このところ、北陸や日本海側を中心に『大雪』が続いていましたが、新潟県三条市では、JR信越線の普通電車が線路の積雪で12日の朝までの15時間にわたり、立ち往生。乗客約430人が閉じ込められたそうです。

テレビのニュースでは、車で迎えに来た家族が、今日からのセンター試験を受ける子どもや孫を心配する様子が映し出されていました。

昨年も、この時期最も強い寒波が押し寄せ、雪の影響で各地で混乱し、吉川でもセンター試験の初日、昼頃から強い風が吹き粉雪が舞いました。

私は昭和41年に國學院大学に入りましたが、その頃、「センター試験」はまだなかったと思います。付属高校からの受験でしたので、自席での試験でした。

國學院大学久我山高校へ入った時は、1年13組でした。 戦後のベビーブーム世代ですので、1クラス60名で1学年800人近くいました。まわりは他大学を目指す生徒が多く、よく勉強していたと思います。

高校の「合格発表」の日は雪でした。長靴を履いて見に行きました。

掲示された番号を見つけ、入学手続きの書類の入った分厚い封筒を持ち帰りました。

自宅で開けてみると、「補欠合格」とありました。 そして入学金や諸々の他に、「学園拡充費」として『3万円』を納めるように、と書かれていました。

兄は大学、姉は女子高に在学中。そして私も。親父は公務員(東京都)、大変だったと思います。

昭和45年、サラリーマンになりました。以来、ボーナスを頂くと母に5万円、父には「3万円」を送りました。
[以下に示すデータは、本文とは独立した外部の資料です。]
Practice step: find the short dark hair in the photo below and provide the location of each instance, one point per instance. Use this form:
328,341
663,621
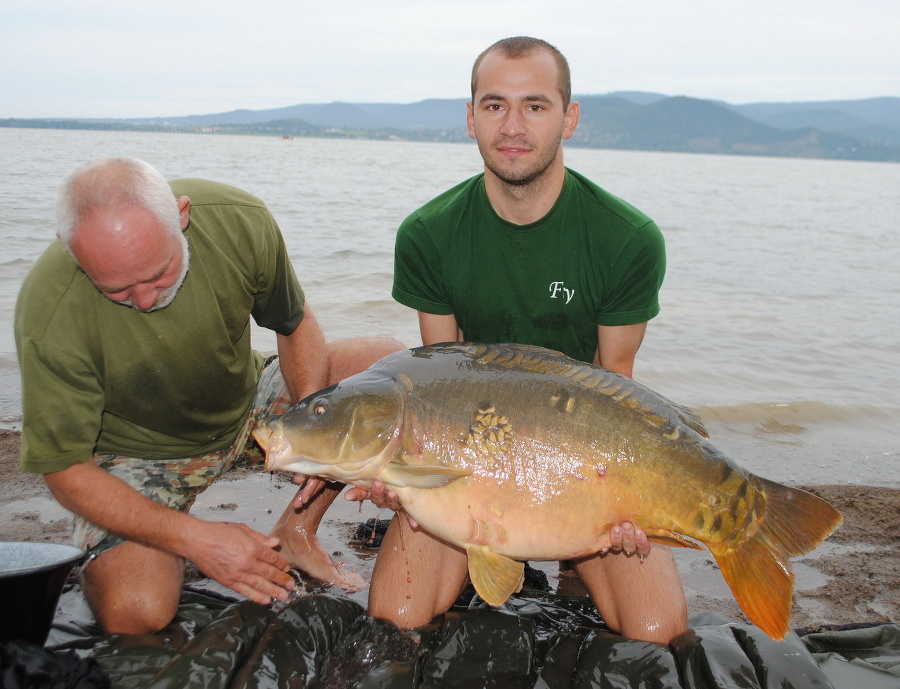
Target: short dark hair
524,46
私は、今年70歳。ボーナスを頂いても、送る「相手」はもういません。

「寂しい」ことです。

明けましておめでとうございます

 明けましておめでとうございます。皆様のご健康とご多幸をお祈りいたします。 今年もどうぞよろしくお願いいたします。
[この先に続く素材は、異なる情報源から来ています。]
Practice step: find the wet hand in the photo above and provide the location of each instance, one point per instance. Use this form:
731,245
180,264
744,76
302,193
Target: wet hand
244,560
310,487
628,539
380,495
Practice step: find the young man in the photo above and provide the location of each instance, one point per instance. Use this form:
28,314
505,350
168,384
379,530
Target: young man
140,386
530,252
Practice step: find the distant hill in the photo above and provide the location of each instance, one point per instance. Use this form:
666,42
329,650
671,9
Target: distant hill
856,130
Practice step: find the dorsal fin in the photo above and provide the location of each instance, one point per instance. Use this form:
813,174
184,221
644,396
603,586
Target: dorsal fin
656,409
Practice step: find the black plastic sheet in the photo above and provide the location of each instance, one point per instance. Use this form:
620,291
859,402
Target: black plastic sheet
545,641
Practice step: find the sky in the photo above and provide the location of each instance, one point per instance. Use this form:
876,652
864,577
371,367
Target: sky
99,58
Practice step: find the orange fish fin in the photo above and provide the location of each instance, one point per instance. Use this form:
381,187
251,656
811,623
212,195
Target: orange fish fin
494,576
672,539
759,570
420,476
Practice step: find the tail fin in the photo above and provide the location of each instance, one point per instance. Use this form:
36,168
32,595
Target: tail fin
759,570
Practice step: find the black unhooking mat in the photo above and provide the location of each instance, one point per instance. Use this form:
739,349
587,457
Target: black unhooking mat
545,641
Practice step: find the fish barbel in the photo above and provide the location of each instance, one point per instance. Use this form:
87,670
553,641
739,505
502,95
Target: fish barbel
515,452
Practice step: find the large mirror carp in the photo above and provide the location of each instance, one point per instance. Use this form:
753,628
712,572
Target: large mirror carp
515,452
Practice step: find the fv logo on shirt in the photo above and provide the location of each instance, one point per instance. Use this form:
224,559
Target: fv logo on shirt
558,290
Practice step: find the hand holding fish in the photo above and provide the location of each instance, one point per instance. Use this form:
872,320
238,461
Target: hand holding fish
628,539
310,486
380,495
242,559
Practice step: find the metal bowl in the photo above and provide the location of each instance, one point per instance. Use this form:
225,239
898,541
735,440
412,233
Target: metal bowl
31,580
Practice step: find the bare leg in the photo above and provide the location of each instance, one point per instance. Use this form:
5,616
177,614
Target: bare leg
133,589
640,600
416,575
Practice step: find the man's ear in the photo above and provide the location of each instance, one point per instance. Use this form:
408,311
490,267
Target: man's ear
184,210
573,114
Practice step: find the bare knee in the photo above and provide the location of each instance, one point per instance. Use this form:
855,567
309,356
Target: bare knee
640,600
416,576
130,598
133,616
昨年の12月議会では、吉川市議会の歴史に残る議決がありました。市長提出議案の条例の一部改正が、「否決」されたことです。吉川市議会が「議会」としての役割を果たしたと思います。

議員・議会の役割は言うまでもなく行政のチェック機関です。

市長・執行側が出してきた議案に対し、疑義を正すとともに、いろいろな角度からその必要性、有効性、効果を検討し判断をすることです。また、費用対効果についても考えなければなりません。直接的に予算を計上していなくても、人が動くことでもお金がかかります。部分と全体の「最適」を複数の目で見極め、議論を通して判断する場が議会です。

市が行う取り組み、事業の大前提は、『市民が望んでいる』ことであり、『市民の幸福に繋がる』ことです。
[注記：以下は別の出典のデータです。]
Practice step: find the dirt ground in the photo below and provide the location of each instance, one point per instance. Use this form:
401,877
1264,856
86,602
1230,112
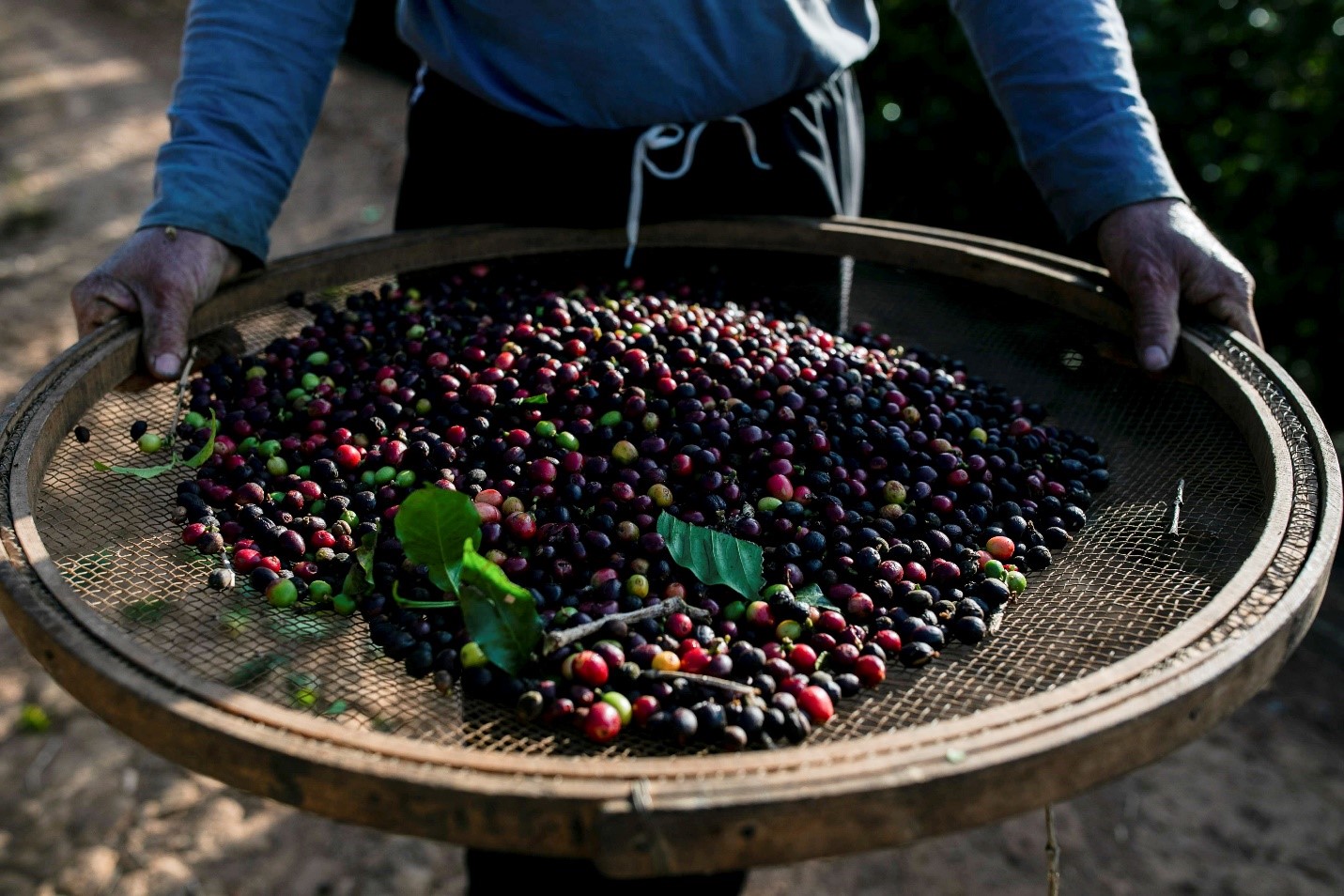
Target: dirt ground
1254,808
市が、『市民の幸福に繋がる』と考える事であっても、市民と議会の理解、納得、協力なしに、勝手に行うことは出来ません。

市長(執行)は、市民と議会の声に真摯に耳を傾けるとともに、情報の公開と丁寧な説明が求められます。そうでなければ、言葉だけの『市民が主役』の市政となってしまいます。

「市役所」は、市民のためにあり、市民に役立つ所だから「市役所」と言います。

今年も『市民の目線』を基本に、議員・議会としての役割を、「ぶれる」ことなく果たして参ります。